Who needs “TV?” HBO, just like MTV, has been quietly changing its marquee slogan to signal a new, multi-platform-focused era.
“We are evolving to ‘It’s HBO’ because it is not just about the television anymore,” HBO’s president of sales and marketing Eric Kessler told Broadcasting & Cable. “It’s the content.”
“It’s not TV. It’s HBO” served as the Time Warner pay channel’s tagline since 1996, ushering in a golden age for the network with The Sopranos and a slew of new media launches including HBO On Demand. Back then, Jeff Bewkes, Time Warner’s current chairman and CEO, asked Kessler to come up with a marketing campaign explaining how HBO was “different, better, worth paying for,” according to B&C.

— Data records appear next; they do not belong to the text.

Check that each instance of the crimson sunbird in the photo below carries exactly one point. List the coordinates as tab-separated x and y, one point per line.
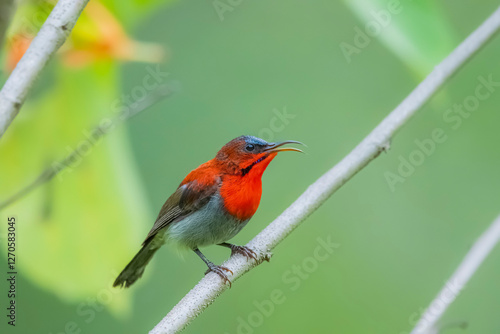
211	205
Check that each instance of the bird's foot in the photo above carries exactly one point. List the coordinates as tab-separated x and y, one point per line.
221	271
245	251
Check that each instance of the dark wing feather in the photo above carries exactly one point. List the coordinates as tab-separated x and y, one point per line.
187	199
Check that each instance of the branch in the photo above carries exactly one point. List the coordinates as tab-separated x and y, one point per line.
48	40
471	262
211	286
97	132
6	10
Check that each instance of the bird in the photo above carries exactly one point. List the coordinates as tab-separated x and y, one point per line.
211	205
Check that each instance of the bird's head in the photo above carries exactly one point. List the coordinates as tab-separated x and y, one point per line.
248	154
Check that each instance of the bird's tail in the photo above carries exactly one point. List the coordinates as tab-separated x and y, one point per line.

HBO is gearing up to debut more new mobile products, quality content and it’s HBO Go online video site.
By dropping the antiquated “television,” HBO projects an image that seems to be leaving old business models behind. Or, at least they are willing to experiment.
Last week, after 25 years, MTV finally dropped “Music Television” from its logo. Clearly, the network is no longer the “television” channel of the early 90s, which aired actual music videos for most of the day. Their schedule is packed with reality TV programming. Beyond the boob tube, MTV is an entire brand of content online, in merchandise and in movies.
We’ll probably be seeing less and less of “TV” in slogans. Who needs “Must See TV” when it’s much more like “Must See Hulu” or “Must See YouTube?”
TV Land, an MTV Networks channel that mostly shows black & white classic shows, has the slogan: “Here for the TV generation.” How quaint.
If networks want to be a home for the new generation, they will likely have to be much more than a “television” network.